L'appréciation faite par la cour d'appel et approuvée par la Cour de cassation selon laquelle les conditions n'étaient pas réunies pour qu'une délégation d'autorité parentale croisée soit accordée aux requérantes ne révèle pas de différence de traitement selon leur orientation sexuelle. C'est ainsi que s'est prononcée la Cour européenne des droits de l'Homme aux termes d'un arrêt rendu le 1er mars 2018 (CEDH, 1er mars 2018, Req. 6190/11
N° Lexbase : A1420XGP).
L'affaire concernait la demande croisée d'exercice conjoint de l'autorité parentale de deux femmes qui vivaient en couple et ayant chacune un enfant né au moyen d'une procréation médicalement assistée. Invoquant l'article 14 (
N° Lexbase : L4747AQU interdiction de la discrimination) combiné avec l'article 8 (
N° Lexbase : L4798AQR droit au respect de la vie privée et familiale) de la CESDH, les requérantes estimaient que le rejet de leur demande croisée de délégation d'autorité parentale était fondé sur leur orientation sexuelle et entraînait une différence de traitement injustifiée et disproportionnée.

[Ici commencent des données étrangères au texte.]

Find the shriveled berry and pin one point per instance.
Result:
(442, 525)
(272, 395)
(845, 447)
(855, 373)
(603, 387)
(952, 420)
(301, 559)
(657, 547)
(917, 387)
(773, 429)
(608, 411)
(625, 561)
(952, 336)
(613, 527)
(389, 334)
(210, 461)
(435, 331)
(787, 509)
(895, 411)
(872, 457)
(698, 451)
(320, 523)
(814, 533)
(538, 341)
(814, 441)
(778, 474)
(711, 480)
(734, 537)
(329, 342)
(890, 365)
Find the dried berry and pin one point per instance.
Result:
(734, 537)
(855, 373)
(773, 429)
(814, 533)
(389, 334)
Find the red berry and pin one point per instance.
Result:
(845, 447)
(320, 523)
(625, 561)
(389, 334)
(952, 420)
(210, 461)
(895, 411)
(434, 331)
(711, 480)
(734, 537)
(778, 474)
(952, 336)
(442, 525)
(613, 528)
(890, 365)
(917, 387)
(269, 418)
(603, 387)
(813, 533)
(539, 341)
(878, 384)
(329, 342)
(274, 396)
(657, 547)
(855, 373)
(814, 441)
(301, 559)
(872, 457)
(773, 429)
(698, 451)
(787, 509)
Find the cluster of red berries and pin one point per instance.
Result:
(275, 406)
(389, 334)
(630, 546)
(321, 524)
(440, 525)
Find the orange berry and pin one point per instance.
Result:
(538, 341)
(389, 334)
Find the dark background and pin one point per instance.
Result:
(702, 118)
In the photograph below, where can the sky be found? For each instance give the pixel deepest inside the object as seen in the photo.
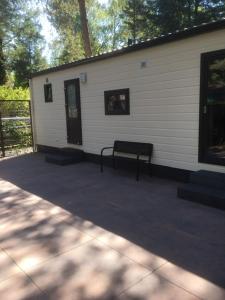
(49, 32)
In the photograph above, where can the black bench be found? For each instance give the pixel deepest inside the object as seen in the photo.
(135, 148)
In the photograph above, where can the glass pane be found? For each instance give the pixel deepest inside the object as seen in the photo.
(216, 81)
(71, 98)
(216, 107)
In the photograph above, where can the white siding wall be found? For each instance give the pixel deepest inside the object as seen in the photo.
(164, 101)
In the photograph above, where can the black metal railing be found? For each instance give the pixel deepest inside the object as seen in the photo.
(15, 127)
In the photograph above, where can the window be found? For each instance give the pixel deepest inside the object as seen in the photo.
(212, 108)
(48, 92)
(117, 102)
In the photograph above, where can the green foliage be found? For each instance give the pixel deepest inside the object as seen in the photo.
(8, 93)
(25, 54)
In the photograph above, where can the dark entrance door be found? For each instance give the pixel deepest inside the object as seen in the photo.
(212, 108)
(73, 111)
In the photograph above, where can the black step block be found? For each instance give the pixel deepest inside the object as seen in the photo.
(62, 160)
(210, 179)
(202, 194)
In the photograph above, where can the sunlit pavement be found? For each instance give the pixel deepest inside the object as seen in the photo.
(74, 233)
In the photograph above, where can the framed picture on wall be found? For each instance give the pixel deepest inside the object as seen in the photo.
(117, 102)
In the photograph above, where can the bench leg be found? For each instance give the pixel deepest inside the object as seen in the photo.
(138, 169)
(101, 164)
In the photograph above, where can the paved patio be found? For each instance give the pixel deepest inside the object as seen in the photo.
(74, 233)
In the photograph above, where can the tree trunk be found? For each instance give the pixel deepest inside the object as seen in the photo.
(2, 64)
(84, 26)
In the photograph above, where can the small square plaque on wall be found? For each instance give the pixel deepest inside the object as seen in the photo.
(117, 102)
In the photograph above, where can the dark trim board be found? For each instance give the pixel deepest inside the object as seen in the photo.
(126, 163)
(170, 37)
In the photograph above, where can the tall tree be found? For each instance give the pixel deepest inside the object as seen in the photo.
(26, 48)
(133, 15)
(84, 26)
(7, 12)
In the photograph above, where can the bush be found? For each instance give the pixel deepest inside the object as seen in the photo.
(8, 93)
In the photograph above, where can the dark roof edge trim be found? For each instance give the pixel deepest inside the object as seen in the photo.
(178, 35)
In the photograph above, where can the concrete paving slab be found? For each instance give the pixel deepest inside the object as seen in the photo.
(7, 266)
(91, 271)
(154, 287)
(197, 285)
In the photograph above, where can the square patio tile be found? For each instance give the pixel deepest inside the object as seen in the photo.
(40, 241)
(154, 287)
(7, 267)
(20, 287)
(134, 252)
(90, 272)
(192, 282)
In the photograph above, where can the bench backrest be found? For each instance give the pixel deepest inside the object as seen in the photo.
(133, 148)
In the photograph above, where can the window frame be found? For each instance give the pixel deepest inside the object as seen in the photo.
(205, 58)
(46, 89)
(116, 93)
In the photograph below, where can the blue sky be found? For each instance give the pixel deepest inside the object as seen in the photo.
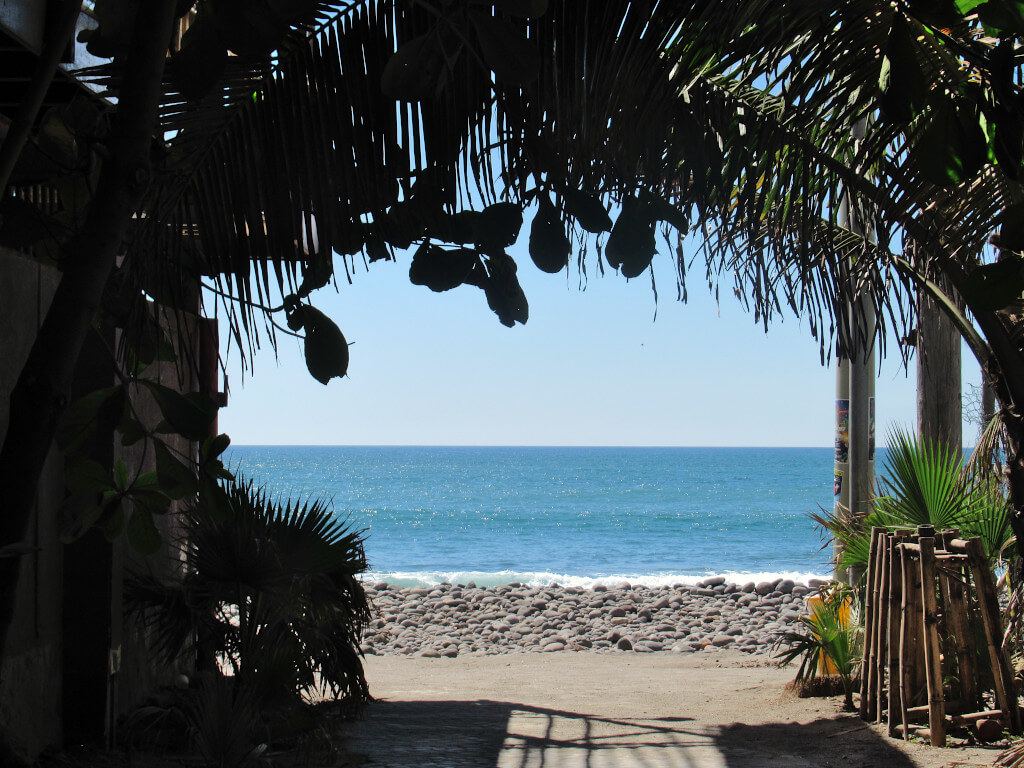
(592, 367)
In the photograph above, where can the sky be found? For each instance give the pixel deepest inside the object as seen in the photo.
(592, 367)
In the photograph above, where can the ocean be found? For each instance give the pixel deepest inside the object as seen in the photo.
(576, 516)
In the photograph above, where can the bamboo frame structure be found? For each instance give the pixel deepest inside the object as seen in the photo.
(925, 591)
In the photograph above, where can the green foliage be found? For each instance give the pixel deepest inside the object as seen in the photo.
(122, 502)
(827, 642)
(925, 484)
(270, 590)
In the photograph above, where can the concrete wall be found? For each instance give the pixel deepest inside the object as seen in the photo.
(58, 685)
(31, 679)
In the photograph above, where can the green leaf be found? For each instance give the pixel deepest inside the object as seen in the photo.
(901, 82)
(131, 431)
(513, 58)
(142, 534)
(121, 475)
(941, 13)
(80, 512)
(98, 411)
(326, 348)
(966, 6)
(1012, 227)
(1003, 14)
(188, 415)
(952, 146)
(112, 521)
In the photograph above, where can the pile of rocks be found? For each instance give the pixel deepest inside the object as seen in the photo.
(453, 620)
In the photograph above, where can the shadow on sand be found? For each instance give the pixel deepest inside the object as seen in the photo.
(502, 734)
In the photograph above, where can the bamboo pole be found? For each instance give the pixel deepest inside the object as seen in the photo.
(882, 627)
(895, 634)
(933, 664)
(868, 669)
(919, 683)
(989, 608)
(960, 627)
(906, 630)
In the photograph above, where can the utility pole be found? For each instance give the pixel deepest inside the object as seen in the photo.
(854, 478)
(939, 404)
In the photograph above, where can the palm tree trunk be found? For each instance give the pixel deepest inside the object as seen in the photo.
(40, 396)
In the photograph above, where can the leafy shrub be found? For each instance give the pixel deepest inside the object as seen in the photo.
(828, 643)
(269, 595)
(924, 483)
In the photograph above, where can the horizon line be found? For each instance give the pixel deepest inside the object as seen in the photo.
(505, 444)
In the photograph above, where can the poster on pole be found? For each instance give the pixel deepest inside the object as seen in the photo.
(842, 431)
(870, 429)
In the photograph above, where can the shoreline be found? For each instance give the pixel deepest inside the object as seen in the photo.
(453, 620)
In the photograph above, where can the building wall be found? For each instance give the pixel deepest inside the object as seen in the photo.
(60, 684)
(31, 679)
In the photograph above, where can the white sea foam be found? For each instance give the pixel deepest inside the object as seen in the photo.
(544, 579)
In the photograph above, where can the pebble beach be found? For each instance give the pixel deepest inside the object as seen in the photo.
(455, 620)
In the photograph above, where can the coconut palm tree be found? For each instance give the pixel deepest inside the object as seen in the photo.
(342, 132)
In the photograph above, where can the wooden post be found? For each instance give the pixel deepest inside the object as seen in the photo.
(939, 408)
(868, 669)
(905, 637)
(919, 680)
(882, 626)
(895, 634)
(933, 664)
(1006, 695)
(956, 621)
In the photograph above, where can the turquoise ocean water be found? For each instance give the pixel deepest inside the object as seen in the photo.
(571, 515)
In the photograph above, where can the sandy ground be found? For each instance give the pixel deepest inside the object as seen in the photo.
(565, 710)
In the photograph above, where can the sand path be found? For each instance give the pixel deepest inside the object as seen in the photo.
(564, 710)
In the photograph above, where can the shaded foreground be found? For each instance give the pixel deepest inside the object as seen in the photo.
(720, 709)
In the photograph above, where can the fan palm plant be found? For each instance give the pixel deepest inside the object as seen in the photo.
(826, 644)
(925, 483)
(365, 127)
(270, 593)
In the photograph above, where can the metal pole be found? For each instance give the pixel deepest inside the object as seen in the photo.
(841, 485)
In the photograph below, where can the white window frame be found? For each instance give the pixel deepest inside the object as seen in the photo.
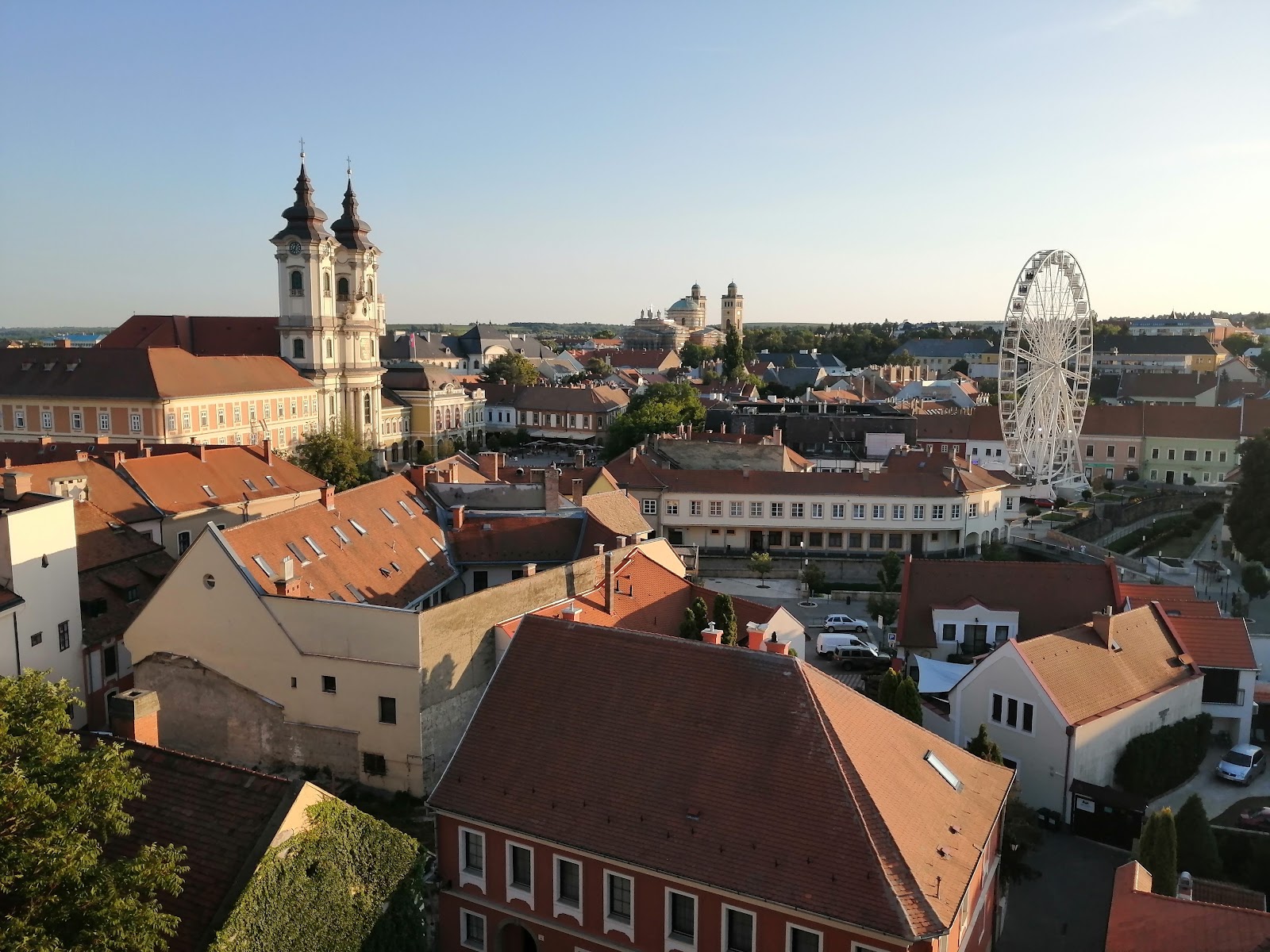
(611, 924)
(560, 907)
(677, 942)
(723, 927)
(514, 892)
(467, 877)
(789, 936)
(463, 926)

La requête est déclarée irrecevable par la Cour européenne qui considère, pour la période de leur vie commune, que les requérantes se trouvaient dans une situation comparable à celle d'un couple hétérosexuel dans le cadre d'une famille recomposée, où le ou la partenaire du parent vit sans lien biologique avec un enfant qu'il élève. L'article 377 § 1 du Code civil (
N° Lexbase : L0254K7K) qui permet aux parents de saisir le juge d'une demande de délégation de leur exercice de l'autorité parentale lorsque les circonstances l'exigent ne fait aucune différence entre les parents et ne contient aucune distinction quant à l'orientation sexuelle du parent qui effectue la demande ou du délégataire. L'examen de la jurisprudence fait apparaître que les décisions d'octroyer ou non la délégation de l'autorité parentale sont fondées sur les circonstances de fait de chaque affaire, notamment l'état de santé de la mère ou de l'enfant, les déplacements ou les contraintes professionnelles. En l'espèce, la Cour estime que l'appréciation faite par la cour d'appel et approuvée par la Cour de cassation selon laquelle les conditions n'étaient pas réunies pour qu'une délégation d'autorité parentale croisée soit accordée aux requérantes ne révélait pas de différence de traitement selon leur orientation sexuelle. Au surplus, comme l'avaient relevé le juge aux affaires familiales et la cour d'appel, la Cour observe que les requérantes sont perçues par leur entourage comme les parents des deux enfants et qu'elles n'ont pas fait état de difficultés particulières telles qu'elles auraient exigé les délégations d'autorité parentale sollicitées. La Cour conclut qu'il n'y a aucune apparence de violation des articles 8 et 14 combinés (cf. l’Ouvrage "L'autorité parentale" N° Lexbase : E5843EY3).